Aux lendemains du coup d’État militaire du 30 août 2023, qui a mis fin au régime « despotique et autoritaire » d’Ali Bongo Ondimba, le Gabon fait face à une situation économique de plus en plus préoccupante selon certains économistes, avec un endettement qui atteint des niveaux alarmants (de 7 131 milliards de francs fcfa fin 2022, le montant de la dette gabonaise devrait dépasser les 8 000 milliards de francs fcfa d’ici la fin de l’année 2024, selon le dernier rapport du FMI). Pour le professeur Albert Ondo Ossa, économiste et ancien candidat à la présidentielle de 2023, cette situation “met en péril l’avenir économique du pays”, et la gestion actuelle de la transition sous le Comité de transition et de restauration des institutions (CTRI) de Brice Clotaire Oligui Nguema “pourrait être qualifiée de pire que celle de l’ère Ali Bongo Ondimba”.

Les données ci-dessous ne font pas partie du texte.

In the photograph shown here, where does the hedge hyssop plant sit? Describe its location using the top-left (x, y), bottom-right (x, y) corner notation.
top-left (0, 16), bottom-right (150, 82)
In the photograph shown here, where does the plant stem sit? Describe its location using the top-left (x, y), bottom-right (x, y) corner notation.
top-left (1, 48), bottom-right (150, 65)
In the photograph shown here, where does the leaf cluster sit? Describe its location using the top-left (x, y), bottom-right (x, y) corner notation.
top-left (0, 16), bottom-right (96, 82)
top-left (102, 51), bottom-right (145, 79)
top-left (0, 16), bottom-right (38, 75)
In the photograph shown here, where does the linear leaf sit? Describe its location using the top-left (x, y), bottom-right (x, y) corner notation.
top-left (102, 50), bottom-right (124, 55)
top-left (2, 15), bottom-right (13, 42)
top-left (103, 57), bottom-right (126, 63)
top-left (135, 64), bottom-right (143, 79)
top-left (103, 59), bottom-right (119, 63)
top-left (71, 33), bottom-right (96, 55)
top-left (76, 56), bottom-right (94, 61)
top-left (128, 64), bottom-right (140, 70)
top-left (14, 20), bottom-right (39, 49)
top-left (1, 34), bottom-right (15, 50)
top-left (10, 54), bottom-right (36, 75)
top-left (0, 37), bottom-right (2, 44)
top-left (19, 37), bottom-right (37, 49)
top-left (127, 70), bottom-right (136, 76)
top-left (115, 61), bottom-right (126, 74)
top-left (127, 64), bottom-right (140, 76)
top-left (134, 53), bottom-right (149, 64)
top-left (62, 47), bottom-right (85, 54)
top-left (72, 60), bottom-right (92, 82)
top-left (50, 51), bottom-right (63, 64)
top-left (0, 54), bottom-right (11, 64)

La dette publique du Gabon a continué de croître à un rythme effréné, frôlant aujourd’hui les limites de la soutenabilité. Selon les propos du professeur Ondo Ossa relayés par nos confrères de Gabon Review, «Oligui a fait pire qu’Ali Bongo en 14 ans». En effet, en 2022, le ratio de la dette par rapport au PIB était de 52%, avant de passer à 54% en 2023, pour atteindre aujourd’hui 71%, un niveau bien au-dessus de la norme communautaire de 60% fixée par la CEMAC. Cette hausse vertigineuse de la dette, confirmée par les données du FMI qui indiquent un taux de 73%, met en évidence une gestion économique défaillante.

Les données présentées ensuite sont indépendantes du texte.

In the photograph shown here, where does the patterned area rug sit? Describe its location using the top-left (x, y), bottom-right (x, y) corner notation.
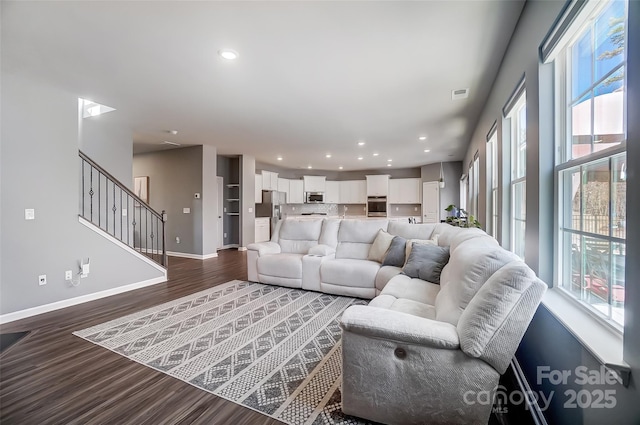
top-left (74, 280), bottom-right (371, 425)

LIRE AUSSI : Gabon: un ratio dette/PIB à 102% en 2029, le FMI avait finalement vu juste
Pourtant, le professeur Albert Ondo Ossa reste pessimiste sur l’avenir. Pour lui, «il n’y a pas de désendettement. Le pays ne fait que s’endetter», pointant l’absence de stratégie économique cohérente de la part du CTRI. Stratégie d’autant plus préoccupante que la transition militaire avait été présentée comme une opportunité de redresser les finances publiques. Les projections économiques pour 2025 dressent un tableau encore plus sombre, avec un taux d’endettement prévu de 78% du PIB, un seuil jugé insoutenable pour un pays en développement. Selon le professeur Ondo Ossa, ce niveau de dette met en péril la viabilité économique du Gabon, soulignant que «ce n’est pas ça, le développement».
La gestion actuelle de la dette se révèle inquiétante, d’autant plus qu’elle se déroule sans planification claire ni vision à long terme. La transition, selon Ondo Ossa, semble se concentrer davantage sur des choix budgétaires sans programme structuré, laissant place à des dépenses mal orientées. En 2025 par exemple, le Gabon prévoit des augmentations significatives de certaines dépenses, notamment les dépenses liées aux baux administratifs, qui avoisineront les 17,6 milliards de fcfa. Ces dépenses seront en concurrence avec d’autres secteurs vitaux comme l’aménagement du territoire, le tourisme et la culture, qui peinent à recevoir un financement adéquat pour stimuler l’économie.
LIRE AUSSI : Gabon: après Moody’s et le FMI, Fitch remet à son tour en cause la capacité de remboursement de la dette
De même, les dépenses de biens et services augmenteront de 95 milliards de fcfa, un choix qui pourrait exacerber l’endettement du pays sans résultats tangibles pour les citoyens. Des dépenses publiques élevées dans des secteurs peu porteurs risquent de ne pas avoir l’impact nécessaire pour relever l’économie gabonaise, déjà fragilisée par une gestion budgétaire approximative. La critique du professeur Ondo Ossa est donc sans appel : le Gabon se trouve dans une situation de crise financière, non pas à cause d’une révolution ou d’un coup d’État, mais en raison de décisions économiques mal orientées.
Estimant pour conclure « qu’un coup d’État ne règle pas le problème d’un pays. Encore moins, une révolution de Palais », Ondo Ossa met une note proche de zéro au CTRI, qui selon lui, semble se chercher, sans s’appuyer sur un projet économique bien défini et approuvé par la population. Au lieu de se concentrer sur un programme de désendettement et de croissance durable, la transition semble privilégier des dépenses récurrentes, notamment pour les baux administratifs et des services publics non optimisés. La gestion des finances publiques en 2025 devrait impérativement reposer sur une vision structurée, visant à équilibrer la gestion de la dette et les investissements dans des projets générateurs de croissance.